Véritable moment de grâce : une pièce
de théâtre polyphonique et résolument moderne sur la vie, ou plutôt la
tentative de reconstitution de la vie de B-TRAVEN, l’énigmatique auteur
insaisissable qui a parcouru le monde. Cinq histoires distinctes. Celle
d’Arthur et Léon entre 1914 et 1940, Léon c’est TROTSKI, Arthur étant Arthur
CRAVAN, poète et boxeur contestataire. L’histoire de Dalton entre 1947 et 1955
dans laquelle il va être fortement question de cinéma. Cinéma aussi mais pas
seulement pour l’histoire d’Olivier (1994) et celle d’Alex (2009) qui sont par
ailleurs reliées et dont la première commence dans un squat. Quant à l’histoire
de Glenda en 1977, elle est celle de deux journalistes cherchant à écrire une
biographie de B-TRAVEN à partir de documents et de témoignages.
Nous avons déjà présenté B-TRAVEN dans ce
blog :
Aussi attardons-nous ici sur la pièce de
théâtre.
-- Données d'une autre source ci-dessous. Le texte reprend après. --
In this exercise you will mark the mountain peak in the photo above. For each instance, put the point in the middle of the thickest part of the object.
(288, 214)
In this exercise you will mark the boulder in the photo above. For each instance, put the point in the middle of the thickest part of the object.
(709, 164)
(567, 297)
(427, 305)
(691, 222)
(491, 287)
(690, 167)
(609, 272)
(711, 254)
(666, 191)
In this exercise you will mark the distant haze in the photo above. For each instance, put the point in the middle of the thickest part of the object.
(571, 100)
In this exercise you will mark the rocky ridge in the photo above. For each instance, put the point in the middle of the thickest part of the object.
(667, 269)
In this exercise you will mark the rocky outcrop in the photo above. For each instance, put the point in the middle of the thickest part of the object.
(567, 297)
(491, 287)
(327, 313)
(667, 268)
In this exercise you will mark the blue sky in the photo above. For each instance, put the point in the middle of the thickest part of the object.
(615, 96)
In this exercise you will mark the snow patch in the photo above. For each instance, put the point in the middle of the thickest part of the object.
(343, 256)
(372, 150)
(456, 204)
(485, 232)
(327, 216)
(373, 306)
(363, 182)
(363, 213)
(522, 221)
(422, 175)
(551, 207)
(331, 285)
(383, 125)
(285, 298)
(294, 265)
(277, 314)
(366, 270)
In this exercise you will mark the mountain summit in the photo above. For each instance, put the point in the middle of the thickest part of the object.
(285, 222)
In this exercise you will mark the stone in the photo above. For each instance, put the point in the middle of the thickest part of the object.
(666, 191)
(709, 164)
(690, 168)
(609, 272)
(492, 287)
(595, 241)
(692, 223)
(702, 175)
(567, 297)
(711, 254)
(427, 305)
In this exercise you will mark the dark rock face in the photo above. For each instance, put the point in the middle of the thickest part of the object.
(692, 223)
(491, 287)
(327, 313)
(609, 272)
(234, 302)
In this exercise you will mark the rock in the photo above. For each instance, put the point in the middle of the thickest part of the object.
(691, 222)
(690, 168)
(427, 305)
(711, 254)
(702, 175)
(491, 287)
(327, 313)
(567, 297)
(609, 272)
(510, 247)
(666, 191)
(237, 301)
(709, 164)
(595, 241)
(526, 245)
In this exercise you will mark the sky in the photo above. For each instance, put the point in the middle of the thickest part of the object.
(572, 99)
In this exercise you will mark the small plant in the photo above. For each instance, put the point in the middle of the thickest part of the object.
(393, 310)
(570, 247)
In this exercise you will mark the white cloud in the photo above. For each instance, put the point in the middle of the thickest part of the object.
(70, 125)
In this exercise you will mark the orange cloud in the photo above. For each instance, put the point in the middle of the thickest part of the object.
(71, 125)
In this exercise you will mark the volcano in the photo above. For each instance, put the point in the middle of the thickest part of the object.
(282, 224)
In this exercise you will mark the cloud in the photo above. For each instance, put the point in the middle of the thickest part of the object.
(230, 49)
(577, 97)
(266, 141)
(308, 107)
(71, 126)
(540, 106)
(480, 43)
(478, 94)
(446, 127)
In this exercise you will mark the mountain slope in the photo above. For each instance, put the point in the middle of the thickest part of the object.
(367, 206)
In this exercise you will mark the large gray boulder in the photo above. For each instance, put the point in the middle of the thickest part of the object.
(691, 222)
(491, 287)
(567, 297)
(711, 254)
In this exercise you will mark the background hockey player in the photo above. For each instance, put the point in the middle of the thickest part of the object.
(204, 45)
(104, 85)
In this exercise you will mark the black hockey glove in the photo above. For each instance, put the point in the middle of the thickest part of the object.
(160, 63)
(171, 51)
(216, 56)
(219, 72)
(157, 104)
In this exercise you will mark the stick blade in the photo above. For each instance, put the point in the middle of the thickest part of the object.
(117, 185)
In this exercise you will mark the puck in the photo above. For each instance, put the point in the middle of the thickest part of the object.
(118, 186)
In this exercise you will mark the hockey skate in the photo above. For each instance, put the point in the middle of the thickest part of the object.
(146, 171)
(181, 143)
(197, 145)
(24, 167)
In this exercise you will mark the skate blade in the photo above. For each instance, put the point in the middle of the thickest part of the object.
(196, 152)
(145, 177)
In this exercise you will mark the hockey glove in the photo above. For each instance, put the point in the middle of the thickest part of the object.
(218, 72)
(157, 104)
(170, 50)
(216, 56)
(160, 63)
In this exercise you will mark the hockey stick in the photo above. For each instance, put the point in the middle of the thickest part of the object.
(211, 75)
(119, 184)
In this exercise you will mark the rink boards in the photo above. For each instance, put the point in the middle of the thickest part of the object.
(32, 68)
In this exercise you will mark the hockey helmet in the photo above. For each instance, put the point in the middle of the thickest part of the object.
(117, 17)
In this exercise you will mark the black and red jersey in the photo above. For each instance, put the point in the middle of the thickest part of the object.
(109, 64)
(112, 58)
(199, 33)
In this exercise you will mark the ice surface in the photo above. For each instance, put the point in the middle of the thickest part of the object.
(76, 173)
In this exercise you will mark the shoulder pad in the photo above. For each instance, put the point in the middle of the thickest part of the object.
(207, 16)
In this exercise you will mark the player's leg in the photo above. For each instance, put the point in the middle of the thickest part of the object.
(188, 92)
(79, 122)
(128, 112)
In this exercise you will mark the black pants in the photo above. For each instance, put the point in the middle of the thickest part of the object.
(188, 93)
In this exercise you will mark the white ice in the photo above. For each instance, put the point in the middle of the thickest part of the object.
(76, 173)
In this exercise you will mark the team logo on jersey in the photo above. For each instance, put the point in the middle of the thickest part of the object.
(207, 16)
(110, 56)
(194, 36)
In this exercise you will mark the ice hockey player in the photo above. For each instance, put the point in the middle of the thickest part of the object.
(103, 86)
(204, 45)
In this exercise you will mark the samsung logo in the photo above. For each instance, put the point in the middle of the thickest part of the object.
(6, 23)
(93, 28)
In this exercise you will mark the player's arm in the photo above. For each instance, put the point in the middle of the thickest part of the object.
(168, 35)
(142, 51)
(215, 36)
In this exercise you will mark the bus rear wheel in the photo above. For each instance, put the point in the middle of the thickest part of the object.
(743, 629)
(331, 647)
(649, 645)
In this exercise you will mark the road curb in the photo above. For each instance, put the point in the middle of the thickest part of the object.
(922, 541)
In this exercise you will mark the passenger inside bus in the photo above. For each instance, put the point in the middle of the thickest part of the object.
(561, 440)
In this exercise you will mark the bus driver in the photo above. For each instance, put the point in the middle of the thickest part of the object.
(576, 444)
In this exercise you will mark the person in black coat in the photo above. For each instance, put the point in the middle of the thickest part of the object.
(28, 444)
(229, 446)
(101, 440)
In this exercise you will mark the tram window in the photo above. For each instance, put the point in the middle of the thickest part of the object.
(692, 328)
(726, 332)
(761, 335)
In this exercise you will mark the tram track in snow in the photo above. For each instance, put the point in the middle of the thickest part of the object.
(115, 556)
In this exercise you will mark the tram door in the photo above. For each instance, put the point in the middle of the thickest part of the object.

Elle se joue donc sur plusieurs époques avec différents personnages
mais aussi différents lieux et contextes. Le tour de force de Frédéric SONNTAG
est de la mener comme un polar, avec ses questionnements, ses rebondissements.
Retracer la vie d’un homme aussi mystérieux que B-TRAVEN va s’avérer ardu pour
ne pas dire impossible. En effet, de fausses pistes en fausses preuves, de
légendes urbaines ou non en impasses, aucune suggestion ou piste ne semble
véritablement fiable.
Cette pièce évoque toutes ces légendes,
comme celle qui a tenté de faire croire que l’auteur du « Trésor de la
Sierra Madre » ou encore du « Vaisseau des morts » et autre
« La révolte des pendus » aurait été le commanditaire sinon
l’assassin de TROTSKI (ce dernier étant aussi l’objet d’une enquête dans la
pièce puisqu’il aurait été figurant dans un tout vieux film). B-TRAVEN a été toute
sa vie un artiste politisé mais reclus, loin du progrès et des micros, vivant
chichement et se contentant de peu. Anarchiste à la fois collectiviste et
individualiste, personnage ô combien complexe qui file entre les doits telle
une anguille. Pourtant la rumeur le fit passer pour le fils illégitime du
Kaiser GUILLAUME II.
Cette pièce est assez magique : plus
les protagonistes tentent de suivre les fils en déliant les nœuds, plus ces
derniers se multiplient. Tentative labyrinthique pour faire indirectement
parler un homme qui toute sa vie s’est tu et terré. Les situations en
deviennent parfois comiques. En fond il est question de la lutte
révolutionnaire aujourd’hui, ses fondements, ses enjeux, son impact.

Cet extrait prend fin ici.